Structuralist Marxists would say that the state under capitalism serves as the armed wing of the Kreosots of thishere world. It is myths (in it’s collective form also referred to as Ideology, dominantly in the singular) that masks this Reality. If people (the vast majority of increasingly starving cake eaters) would only see past the veil, turn their faces from the back wall of their cave and turn to See The Light, they would be transposed from the realm of the fake to the realm of the real, the realm of darkness to the realm of light. It is, however, and according to Zizek, not that easy.
It is, actually, impossible to imagine a state in which reality could ever be unmediated. [Anarchists would say that that is because we need to Abolish State.] Because, if notions like Meaning and Reality are to have any Social Implications, they must by constructed as matters of iterativity. If I want Meaning to signify ‘Terrorists are really Wicked People’, I may do so, and it may be meaningful to me in a system(at)ic manner, but not if my systems are screwed up, see what I mean. Meaning can’t mean whatever I want it to mean, if I want it to mean anything to anyone but me.
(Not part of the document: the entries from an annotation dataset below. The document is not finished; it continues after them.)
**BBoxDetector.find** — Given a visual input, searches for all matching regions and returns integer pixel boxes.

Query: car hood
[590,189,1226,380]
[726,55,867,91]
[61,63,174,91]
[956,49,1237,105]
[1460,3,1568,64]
But that doesn’t mean that the word meaning can’t have more than one meaning. So, hence and in other words, it is not possible to imagine a social meaning without some sort of structure, or mediation, or iterativity.
* Iterativity implies structure.
But, says the post-structuralists, the fact that there must be structure for us to communicate, doesn’t mean that it can only be One Structure, now, does it? I could coomunicate with Tom at this moment, but not with Dick and Tracy, and with, say, Dick at the next moment, but not with Tom nor Tracy, so as to imply that there could be different ways of communicating with Tim, Dick and Tracy (or Jerry, or whatever). But oh, squeek the structuralists with their grumpy old-men’s voices, “but at the Deep Level, young man, and this is something you will realize when you Grow Up (and See the Light etc.), all structures are really One, the One Deep Structure. And if you try to take that Faith away from us, vee veel Cut Off Your Chonson.” Anyway, this is still an ongoing debate in Certain Circles.
Which is a long way of saying that “You don’t have to be deep to be structured.”